You could say cider and I haven’t really been the best of friends.

My first exposure to strong cider was in Ireland when, amidst many pints of Guinness at a small pub in Galway, I was challenged to a drinking competition by a local who thought a kid from Minnesota couldn’t outdrink a seafaring Irishman in a test of chugging ability. Well, he was right, as I proceeded to quickly down an entire glass of hard cider (I’ve suppressed which brand) in less than five seconds, narrowly being beaten by my nearly incomprehensible competitor (real Irish accents are tough enough to discern, let alone after a dozen drinks). I then proceeded to stumble to the back of the pub in search of the restroom so I could discretely get sick, only to discover that the door marked “Lads” actually opened up to the alley behind the establishment where several other drinking compatriots were relieving themselves on a stone wall. Classy.

Fast forward about 10 years. My palate has improved, while my tolerance has not. So I thought it was time to give this category another go to see what the world of strong cider, at least locally in the Twin Cities, had to offer. If it was good enough in 14th century Ireland to baptize babies in (weird, but true), then I guess it deserves another look.

Crispin Natural Hard Apple Cider
Crispin is a local company, in the sense that they’re headquartered here in Minneapolis. They don’t use Minnesota apples, but rather produce their cider out in northern California. According to the company, they take the high road compared to competitors by refusing to use any malt, spirits, grape alcohols or additives like sugar or colorants. Just pure, wholesome apple juice blends. They naturally ferment with classic red wine yeasts to give it its unique flavor. And wine is a pretty apt descriptor, as it reminded me much more of a fine white wine than what I’d assumed would be a cloying, sappy cider. Crispin comes in three varietals, the original, brut and a light version. I went with the original for this taste test.

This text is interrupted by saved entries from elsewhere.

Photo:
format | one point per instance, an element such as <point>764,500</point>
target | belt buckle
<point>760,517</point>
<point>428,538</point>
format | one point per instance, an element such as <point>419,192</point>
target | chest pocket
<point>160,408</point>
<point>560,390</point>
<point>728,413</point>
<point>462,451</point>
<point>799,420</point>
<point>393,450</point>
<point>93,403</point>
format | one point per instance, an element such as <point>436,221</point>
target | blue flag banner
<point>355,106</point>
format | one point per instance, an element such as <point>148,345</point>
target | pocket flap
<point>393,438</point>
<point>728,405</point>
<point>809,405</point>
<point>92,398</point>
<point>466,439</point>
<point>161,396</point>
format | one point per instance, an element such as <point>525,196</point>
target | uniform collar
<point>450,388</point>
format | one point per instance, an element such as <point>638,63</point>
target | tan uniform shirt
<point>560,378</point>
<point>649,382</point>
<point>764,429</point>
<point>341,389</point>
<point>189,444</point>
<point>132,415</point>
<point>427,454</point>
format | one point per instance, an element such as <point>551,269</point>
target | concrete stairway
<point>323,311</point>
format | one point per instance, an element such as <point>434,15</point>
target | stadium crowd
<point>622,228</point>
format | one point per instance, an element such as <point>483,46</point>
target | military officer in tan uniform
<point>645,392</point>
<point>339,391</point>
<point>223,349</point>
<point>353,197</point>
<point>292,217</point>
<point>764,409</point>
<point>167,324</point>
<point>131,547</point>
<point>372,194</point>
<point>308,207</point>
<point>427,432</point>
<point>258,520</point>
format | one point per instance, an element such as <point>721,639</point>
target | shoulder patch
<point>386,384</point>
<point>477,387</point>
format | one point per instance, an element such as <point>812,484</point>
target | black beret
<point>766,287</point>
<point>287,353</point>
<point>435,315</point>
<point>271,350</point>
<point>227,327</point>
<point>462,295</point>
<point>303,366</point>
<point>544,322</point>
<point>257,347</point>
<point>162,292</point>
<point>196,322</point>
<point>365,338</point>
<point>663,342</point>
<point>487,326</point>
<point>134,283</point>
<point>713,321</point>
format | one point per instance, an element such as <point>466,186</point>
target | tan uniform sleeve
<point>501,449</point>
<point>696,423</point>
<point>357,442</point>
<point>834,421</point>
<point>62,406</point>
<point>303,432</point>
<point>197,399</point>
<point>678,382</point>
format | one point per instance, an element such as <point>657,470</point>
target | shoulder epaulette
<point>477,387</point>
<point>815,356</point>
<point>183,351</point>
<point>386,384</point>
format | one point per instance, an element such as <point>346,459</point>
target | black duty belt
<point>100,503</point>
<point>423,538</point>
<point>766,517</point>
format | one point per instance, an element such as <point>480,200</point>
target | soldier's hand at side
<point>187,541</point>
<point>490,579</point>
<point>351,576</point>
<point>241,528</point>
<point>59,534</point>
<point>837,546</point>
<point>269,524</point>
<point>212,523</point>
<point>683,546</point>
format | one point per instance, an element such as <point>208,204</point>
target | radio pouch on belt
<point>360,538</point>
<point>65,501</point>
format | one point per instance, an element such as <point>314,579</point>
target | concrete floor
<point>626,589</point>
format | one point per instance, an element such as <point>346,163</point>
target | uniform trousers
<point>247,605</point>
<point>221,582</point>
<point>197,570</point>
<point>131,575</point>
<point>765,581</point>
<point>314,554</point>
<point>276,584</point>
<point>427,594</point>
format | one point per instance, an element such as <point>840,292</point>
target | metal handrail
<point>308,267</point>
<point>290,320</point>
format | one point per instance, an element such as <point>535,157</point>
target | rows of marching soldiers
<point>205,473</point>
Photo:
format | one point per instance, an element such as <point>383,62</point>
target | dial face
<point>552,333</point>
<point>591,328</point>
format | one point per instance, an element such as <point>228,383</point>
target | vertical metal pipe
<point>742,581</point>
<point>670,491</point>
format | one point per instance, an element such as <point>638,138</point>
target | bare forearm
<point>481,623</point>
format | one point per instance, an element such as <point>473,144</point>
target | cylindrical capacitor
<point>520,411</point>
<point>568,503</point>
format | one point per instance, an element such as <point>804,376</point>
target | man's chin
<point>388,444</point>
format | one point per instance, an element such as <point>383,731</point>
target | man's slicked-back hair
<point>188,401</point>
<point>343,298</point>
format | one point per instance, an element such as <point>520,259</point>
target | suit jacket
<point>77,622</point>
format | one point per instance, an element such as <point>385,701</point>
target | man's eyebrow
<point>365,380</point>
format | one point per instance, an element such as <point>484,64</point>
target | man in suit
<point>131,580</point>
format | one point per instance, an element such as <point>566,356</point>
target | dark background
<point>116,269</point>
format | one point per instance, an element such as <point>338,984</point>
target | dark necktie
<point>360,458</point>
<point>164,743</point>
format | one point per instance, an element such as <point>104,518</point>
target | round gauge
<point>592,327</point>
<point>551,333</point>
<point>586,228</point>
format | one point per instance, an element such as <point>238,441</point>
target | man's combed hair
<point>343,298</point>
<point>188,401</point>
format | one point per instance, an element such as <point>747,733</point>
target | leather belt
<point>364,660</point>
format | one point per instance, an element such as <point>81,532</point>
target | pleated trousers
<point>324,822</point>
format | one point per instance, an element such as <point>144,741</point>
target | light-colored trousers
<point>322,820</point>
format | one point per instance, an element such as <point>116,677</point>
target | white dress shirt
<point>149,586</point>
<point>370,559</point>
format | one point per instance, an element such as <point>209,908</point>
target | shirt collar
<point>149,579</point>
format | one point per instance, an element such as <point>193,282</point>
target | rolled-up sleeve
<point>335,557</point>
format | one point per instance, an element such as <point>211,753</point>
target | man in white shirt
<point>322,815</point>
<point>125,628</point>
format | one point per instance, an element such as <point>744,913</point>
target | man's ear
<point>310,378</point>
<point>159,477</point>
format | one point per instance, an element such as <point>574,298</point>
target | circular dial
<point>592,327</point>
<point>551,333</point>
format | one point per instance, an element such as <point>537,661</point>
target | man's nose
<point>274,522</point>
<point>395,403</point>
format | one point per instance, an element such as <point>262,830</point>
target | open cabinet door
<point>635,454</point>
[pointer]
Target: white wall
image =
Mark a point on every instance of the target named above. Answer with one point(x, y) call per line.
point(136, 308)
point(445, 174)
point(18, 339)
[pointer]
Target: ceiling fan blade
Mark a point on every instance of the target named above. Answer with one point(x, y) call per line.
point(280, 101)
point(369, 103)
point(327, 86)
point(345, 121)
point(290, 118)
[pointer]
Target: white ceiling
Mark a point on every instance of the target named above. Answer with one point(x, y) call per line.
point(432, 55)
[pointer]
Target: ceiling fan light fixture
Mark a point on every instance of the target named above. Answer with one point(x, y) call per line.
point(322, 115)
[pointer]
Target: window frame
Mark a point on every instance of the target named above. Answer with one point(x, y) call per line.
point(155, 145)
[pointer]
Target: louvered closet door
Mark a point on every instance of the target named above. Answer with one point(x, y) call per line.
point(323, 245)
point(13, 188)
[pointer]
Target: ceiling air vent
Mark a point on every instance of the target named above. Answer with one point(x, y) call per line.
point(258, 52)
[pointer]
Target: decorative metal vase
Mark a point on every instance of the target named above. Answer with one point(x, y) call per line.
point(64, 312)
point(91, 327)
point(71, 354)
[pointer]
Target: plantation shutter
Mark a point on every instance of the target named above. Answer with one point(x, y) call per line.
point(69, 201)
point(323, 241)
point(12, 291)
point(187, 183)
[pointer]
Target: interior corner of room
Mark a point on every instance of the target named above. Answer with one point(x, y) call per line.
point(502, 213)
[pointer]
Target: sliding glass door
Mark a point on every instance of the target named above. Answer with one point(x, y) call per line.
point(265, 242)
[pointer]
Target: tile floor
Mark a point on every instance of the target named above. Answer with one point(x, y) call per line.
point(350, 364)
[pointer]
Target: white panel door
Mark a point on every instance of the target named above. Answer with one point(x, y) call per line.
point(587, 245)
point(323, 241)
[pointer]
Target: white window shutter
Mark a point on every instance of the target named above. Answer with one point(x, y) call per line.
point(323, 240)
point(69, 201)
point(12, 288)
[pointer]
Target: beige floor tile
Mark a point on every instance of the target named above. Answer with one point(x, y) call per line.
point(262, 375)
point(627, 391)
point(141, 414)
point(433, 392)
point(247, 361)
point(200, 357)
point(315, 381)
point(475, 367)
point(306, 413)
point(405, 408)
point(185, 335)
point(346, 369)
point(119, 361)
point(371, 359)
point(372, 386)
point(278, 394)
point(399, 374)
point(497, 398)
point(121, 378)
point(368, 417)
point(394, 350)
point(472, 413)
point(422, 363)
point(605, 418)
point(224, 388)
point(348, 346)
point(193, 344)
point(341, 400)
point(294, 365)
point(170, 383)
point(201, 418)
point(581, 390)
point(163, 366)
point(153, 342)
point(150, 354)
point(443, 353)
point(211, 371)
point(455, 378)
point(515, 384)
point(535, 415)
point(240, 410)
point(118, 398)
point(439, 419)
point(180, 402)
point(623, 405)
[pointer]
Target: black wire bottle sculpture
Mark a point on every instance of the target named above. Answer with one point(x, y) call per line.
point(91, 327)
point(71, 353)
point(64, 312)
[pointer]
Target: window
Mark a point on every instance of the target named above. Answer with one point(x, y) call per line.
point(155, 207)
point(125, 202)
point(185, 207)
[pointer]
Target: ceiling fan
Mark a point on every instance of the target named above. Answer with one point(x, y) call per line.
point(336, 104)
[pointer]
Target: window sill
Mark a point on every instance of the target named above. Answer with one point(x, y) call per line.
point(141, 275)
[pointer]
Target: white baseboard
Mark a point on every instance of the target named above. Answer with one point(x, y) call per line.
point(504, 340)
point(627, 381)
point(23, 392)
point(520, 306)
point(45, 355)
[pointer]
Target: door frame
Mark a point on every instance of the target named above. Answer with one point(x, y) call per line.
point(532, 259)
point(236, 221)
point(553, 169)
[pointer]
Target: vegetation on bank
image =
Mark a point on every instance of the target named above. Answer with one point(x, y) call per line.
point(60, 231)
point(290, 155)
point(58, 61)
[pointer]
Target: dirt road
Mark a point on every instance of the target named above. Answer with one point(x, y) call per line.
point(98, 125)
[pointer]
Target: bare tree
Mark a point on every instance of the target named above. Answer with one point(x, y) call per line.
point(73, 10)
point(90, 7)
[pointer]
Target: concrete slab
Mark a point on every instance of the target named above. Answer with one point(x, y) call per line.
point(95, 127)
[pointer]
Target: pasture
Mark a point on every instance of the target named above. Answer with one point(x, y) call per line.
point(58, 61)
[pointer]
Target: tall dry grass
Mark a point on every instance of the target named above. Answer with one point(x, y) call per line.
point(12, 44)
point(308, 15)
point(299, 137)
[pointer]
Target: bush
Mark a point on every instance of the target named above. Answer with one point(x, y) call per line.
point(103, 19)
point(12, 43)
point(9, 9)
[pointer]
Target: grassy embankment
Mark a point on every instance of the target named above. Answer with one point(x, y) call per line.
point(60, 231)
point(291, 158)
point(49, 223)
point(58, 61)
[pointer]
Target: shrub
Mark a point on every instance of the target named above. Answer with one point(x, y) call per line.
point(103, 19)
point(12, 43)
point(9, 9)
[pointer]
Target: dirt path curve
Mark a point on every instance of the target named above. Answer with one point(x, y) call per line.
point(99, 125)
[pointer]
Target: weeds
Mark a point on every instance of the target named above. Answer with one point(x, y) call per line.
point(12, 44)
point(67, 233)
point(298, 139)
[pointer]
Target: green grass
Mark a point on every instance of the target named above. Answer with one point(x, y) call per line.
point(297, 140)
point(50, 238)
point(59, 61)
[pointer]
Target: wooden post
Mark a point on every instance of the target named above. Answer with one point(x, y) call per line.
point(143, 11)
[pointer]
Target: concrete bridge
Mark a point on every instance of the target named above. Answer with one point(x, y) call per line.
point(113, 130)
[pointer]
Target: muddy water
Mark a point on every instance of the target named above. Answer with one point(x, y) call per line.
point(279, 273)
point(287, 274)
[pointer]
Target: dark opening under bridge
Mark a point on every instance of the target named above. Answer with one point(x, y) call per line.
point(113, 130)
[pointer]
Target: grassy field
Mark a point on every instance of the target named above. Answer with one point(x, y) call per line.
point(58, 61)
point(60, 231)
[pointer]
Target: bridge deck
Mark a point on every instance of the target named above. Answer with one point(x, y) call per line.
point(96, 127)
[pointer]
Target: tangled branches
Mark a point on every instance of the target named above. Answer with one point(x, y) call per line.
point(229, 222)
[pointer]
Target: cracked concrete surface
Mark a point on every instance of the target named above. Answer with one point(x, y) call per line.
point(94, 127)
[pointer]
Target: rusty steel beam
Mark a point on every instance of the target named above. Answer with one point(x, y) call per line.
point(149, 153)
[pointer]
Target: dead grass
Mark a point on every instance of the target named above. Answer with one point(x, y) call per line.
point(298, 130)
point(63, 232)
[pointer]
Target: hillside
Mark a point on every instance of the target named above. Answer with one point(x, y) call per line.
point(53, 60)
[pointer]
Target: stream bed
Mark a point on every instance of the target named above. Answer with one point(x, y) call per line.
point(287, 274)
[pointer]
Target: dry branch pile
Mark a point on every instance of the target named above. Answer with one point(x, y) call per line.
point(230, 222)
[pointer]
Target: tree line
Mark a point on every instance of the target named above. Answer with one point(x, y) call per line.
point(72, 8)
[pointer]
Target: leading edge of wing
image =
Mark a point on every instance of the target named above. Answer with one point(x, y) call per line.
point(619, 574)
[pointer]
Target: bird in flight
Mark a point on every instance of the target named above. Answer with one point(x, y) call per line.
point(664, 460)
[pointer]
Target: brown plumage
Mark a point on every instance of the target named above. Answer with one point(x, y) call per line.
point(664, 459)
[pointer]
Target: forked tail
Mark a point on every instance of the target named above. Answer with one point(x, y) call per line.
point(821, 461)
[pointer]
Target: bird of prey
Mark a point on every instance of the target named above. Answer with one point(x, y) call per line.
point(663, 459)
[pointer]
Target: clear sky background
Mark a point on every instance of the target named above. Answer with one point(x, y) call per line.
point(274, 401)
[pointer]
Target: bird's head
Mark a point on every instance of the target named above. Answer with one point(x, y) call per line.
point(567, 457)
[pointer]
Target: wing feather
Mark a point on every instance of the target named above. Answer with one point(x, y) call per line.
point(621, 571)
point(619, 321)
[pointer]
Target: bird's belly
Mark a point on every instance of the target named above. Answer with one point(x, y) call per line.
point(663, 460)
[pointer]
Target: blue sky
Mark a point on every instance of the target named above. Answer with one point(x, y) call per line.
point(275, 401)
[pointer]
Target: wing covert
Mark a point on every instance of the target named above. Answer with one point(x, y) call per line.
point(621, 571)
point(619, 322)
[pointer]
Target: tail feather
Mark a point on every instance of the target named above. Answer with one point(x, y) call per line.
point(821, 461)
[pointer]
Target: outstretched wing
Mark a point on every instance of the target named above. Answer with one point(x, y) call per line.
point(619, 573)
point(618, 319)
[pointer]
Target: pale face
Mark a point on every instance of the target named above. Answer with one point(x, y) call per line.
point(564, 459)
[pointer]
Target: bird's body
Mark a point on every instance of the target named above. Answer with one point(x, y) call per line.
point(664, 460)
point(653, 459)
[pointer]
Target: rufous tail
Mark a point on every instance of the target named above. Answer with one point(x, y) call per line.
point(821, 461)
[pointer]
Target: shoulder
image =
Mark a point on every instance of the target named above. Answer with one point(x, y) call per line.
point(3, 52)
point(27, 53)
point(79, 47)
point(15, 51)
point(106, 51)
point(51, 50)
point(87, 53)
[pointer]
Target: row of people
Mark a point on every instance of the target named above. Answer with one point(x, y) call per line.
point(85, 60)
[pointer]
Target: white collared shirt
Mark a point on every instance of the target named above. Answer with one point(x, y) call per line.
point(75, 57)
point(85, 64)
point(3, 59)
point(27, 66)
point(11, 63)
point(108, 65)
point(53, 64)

Poured with a very quickly dissipating head, almost like champagne. Light golden coloring, reminiscent of a very light lager. Beautiful bouquet of apple, pear and other delicate fruit in the nose. I found it interesting that the aroma actually reminded me of a mellow apple flavored Jolley Rancher candy. Not a knock, just what I associated it with. The taste is unique, a nice tang up front with soft apple that gently fades into a smooth finish. Not overly tart or aggressive in the least. I did notice a slightly perceptible bit of alcohol in the finish.Comes in at just 5% ABV, so you could certainly sit down with a few of these on a warm summer evening. I enjoyed this one, and look forward to trying their other two offerings.

Rating: A- 

Magners Irish Cider
This is Great Britian’s number one selling hard cider. Made in County Tipperary, Ireland, the company uses 17 different apple varieties to make their unique blend, and are in fact one of the largest purchasers of apple crops in the country (both Republic and Northern Ireland).

Poured a comparatively darker color than Crispin, more like a ruddy orange. As a beer guy, the aroma of Magners was surprisingly more pleasing to my sensibilities, having a very woody, almost hop-like character. Definitely not as much of the overt apple smell. Taste was relatively sweet, not as delicate as Crispin. More of the earthy, woody character as well. I notice the ingredient listing on the side of the bottle rattles off sugar, malic acid, preservatives and added coloring. Hmm, I guess Crispin wasn’t kidding. Magners is 6% ABV, which wasn’t very noticeable. Not bad overall, reminded me more of a beer in some ways. A very different cider than the first one in the line-up.

Rating: B-

Original Sin Hard Cider
This one comes out of New York, although it appears to be contract brewed down in Florida by Indian River Brewing. They use Granny Smith apples and champagne yeast, which is very evident in the pour. Very light and effervescent, with a watered down lemonade coloring. They also claim no additives, and I’d buy that as the apple aroma comes off much better than Magners. I can definitely tell they use Granny Smith, as you get some of that biting ester in the nose. The taste is surprisingly not that bitter, but what is there tends to linger throughout the finish. Another one that comes in at 6% ABV.

Rating: B+

White Winter Hard Apple Cider
Brewed up in the Bayfield Peninsula of Wisconsin, White Winter  is apparently more of a winery and mead maker. Poured very light, just the slightest tinge of straw coloring. A bit of that woodiness in the aroma mixed with apple, but not as evident as Magners. I was a little disappointed with the taste, as there really didn’t seem to be much to it. Fairly watery, not much apple, but you do get a definite bite in the finish. They use a touch of honey to brew this cider, and you can tell in the distinctly dry quality throughout. Only 4.5% ABV, so the lightest of the bunch.